Writing a Twitter Bot

Hi! It looks like I have since continued, updated, or rethought this post in some ways, so you may want to look at this after you're done reading here.

Developer Journal, Jonathan Swift's Birthday from Nov 30, 2020, 6:55am

It has been a while since I’ve posted a tech tip, so my new Twitter bot @replybrary—the repository is available, too—seems like as good an excuse as any to write one, so I don’t need to look this up again. This particular bot replies to any message sent to it.

A bluebird

All things considered, the code is exactly what you’d expect it to be, plus or minus which library you choose to work with, so I probably won’t focus much on that side.

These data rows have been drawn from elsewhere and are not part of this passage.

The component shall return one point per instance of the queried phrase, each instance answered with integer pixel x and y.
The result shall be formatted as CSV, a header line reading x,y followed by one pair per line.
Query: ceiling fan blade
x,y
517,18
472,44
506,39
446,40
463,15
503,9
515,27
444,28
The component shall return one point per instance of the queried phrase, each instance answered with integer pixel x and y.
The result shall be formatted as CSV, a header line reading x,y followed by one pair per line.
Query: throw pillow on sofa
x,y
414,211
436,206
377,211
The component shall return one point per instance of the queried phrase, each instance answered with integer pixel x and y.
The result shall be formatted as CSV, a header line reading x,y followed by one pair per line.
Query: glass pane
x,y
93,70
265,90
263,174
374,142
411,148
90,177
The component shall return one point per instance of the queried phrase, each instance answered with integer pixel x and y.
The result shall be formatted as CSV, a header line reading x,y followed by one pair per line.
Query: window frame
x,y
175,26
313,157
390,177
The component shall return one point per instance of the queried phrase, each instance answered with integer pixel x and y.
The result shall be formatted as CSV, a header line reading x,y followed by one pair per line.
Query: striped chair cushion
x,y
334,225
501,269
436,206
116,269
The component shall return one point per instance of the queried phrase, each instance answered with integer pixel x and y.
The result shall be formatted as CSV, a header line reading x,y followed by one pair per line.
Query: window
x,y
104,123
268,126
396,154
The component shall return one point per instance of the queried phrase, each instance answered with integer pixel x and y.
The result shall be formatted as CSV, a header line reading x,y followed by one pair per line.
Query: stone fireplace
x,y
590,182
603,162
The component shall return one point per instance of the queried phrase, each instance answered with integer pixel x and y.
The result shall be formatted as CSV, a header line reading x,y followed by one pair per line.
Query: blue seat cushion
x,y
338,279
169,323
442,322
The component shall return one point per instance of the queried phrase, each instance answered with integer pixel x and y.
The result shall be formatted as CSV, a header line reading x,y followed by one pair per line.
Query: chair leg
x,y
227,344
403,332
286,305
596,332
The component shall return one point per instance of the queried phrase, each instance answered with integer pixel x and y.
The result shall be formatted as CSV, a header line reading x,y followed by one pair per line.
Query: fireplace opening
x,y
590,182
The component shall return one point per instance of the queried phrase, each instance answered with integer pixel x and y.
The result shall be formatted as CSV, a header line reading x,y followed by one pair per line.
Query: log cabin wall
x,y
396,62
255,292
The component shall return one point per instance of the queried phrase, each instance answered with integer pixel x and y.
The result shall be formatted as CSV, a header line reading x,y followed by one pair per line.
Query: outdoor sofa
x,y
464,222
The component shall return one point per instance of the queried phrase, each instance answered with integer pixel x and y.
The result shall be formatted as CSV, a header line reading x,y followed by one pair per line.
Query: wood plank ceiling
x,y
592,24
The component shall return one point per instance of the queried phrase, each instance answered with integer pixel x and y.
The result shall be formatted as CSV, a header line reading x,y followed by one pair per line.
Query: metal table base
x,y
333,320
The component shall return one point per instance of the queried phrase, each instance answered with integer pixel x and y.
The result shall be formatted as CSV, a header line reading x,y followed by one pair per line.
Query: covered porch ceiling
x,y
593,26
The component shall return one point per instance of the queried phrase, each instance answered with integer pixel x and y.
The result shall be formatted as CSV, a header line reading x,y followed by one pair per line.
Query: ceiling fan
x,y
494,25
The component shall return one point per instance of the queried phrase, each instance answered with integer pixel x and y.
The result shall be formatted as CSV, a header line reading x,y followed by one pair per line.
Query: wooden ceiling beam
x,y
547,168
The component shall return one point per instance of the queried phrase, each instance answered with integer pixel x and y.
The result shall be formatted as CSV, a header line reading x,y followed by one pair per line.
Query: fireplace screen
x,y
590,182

So, let’s get started. Please excuse the lack of images; I don’t want to bring any of Twitter’s non-Free design into this post, in case someone needs to re-use it.

Create an Account

Unless you’re planning to unleash automation on an existing account, you won’t get far if you don’t head over to Twitter, log out if you need to, and Sign up for a new account for your bot. Twitter has a nice feature that allows you to “claim” your accounts and have them all logged in simultaneously, if that’s useful to you.

Twitter doesn’t require much information, so if you’re concerned about your “data footprint,” this isn’t too bad. Complaints about Twitter tracking users is rare, as well, though I’m sure they do some of that.

Prepare Your App

Next up, jump over to the Twitter Developer Site. Sign in, if you need to, and click Create an app. Fill out the required fields. Twitter wants to know what your plans are. Be honest, because they’ll undoubtedly compare your plan to your actual behavior, if anybody reports your bot for abuse.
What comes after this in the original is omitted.